In saying that, it’s virtually impossible to find an analyst that is predicting a scenario that doesn’t include a rate rise now, given the hawkish comments by the RBA. While individually we’re terrible at predicting the outcome of anything in the immediate short term. It turns out we’re remarkably accurate as a collective. One trick that the trading desks at Wall St used to use was to call around and ask everyone they knew for a prediction, and the average of those predictions was usually an excellent approximation of the outcome.
It’s widely anticipated that there’s a 70% chance of a 0.25-0.5% rate rise – that seems a near certainty.
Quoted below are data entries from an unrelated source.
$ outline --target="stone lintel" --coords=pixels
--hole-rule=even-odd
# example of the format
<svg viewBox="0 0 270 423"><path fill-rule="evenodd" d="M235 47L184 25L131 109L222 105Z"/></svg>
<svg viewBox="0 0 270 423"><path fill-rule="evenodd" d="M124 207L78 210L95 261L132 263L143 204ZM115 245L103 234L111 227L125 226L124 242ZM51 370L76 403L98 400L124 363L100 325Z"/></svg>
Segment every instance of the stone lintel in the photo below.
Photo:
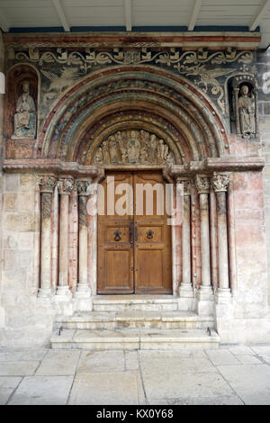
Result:
<svg viewBox="0 0 270 423"><path fill-rule="evenodd" d="M6 33L3 35L4 44L22 45L24 47L47 46L68 47L68 43L76 42L79 47L88 47L87 44L96 43L97 47L137 47L143 43L143 47L180 47L188 49L200 49L207 46L215 49L228 49L238 46L238 49L256 50L261 41L259 32L72 32L72 33Z"/></svg>

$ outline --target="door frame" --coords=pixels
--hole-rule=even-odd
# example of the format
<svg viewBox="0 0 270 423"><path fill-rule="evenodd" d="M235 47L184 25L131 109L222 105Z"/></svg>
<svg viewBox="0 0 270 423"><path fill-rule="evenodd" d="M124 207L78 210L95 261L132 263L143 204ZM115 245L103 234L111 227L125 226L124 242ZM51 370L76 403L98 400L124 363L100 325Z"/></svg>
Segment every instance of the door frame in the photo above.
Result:
<svg viewBox="0 0 270 423"><path fill-rule="evenodd" d="M117 168L116 166L107 166L100 169L102 176L98 184L103 179L106 177L108 171L117 171L117 172L129 172L129 171L160 171L163 178L174 184L174 201L176 198L176 182L168 176L166 166L129 166L129 168ZM96 206L97 203L97 189L95 189L90 198L91 204L93 207ZM97 220L98 216L95 214L94 216L88 216L88 281L91 288L91 295L97 295ZM177 272L177 262L176 262L176 247L180 243L177 235L177 226L171 226L171 266L172 266L172 294L167 293L166 295L175 295L178 296L178 273ZM102 294L101 294L102 295ZM115 293L117 295L117 293ZM151 294L149 294L150 296Z"/></svg>

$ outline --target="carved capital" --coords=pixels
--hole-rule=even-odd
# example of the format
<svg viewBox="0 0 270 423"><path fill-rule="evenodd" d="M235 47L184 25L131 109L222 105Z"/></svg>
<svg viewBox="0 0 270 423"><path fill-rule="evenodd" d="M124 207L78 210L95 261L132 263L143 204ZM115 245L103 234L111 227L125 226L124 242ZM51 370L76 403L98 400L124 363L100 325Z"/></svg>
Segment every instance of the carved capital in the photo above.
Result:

As markets are forward-looking this would almost certainly have already been priced into asset markets. We don’t expect a big change in either the prices of stocks or real estate as a result of the announcement.
The new federal treasurer labeled inflation as the “defining challenge of the economy”. While this may be true the inflation is mostly coming from supply-side issues as we have mentioned in the past. Interest rates are a tool to moderate demand though. What I mean by this is that the increase in prices is coming from port lockdowns and factory closures in Shanghai, Guangzhou, Shenzhen, and the reduction in the supply of oil, wheat, and other soft commodities due to the war in Ukraine. Increasing interest rates does nothing to open factories, build new container ships, unlock ports, or un-invade Ukraine. We’re just killing demand for no reason and it’s likely that this will be reversed towards the end of the year.
Just 12 months ago the central banks were trying to stoke that “stubbornly missing” inflation but no more. The narrative can turn on a dime – now people are watching the 0.1% fall in property prices in May and speculating that the market is collapsing after forgetting the 29% increase we’ve just had in the last 21 months! Watching these month-to-month moves is like trying to predict the arrival of a tsunami by watching the wind-blown chop on the surface of the water – it’s largely pointless. We’re far better off stepping back and looking at the big picture if we hope to get any clarity about what’s going on in the market. We’re still in the early stages of a macro bull run in east coast property. We just have to be in a position, holding property and waiting for the market to come to us.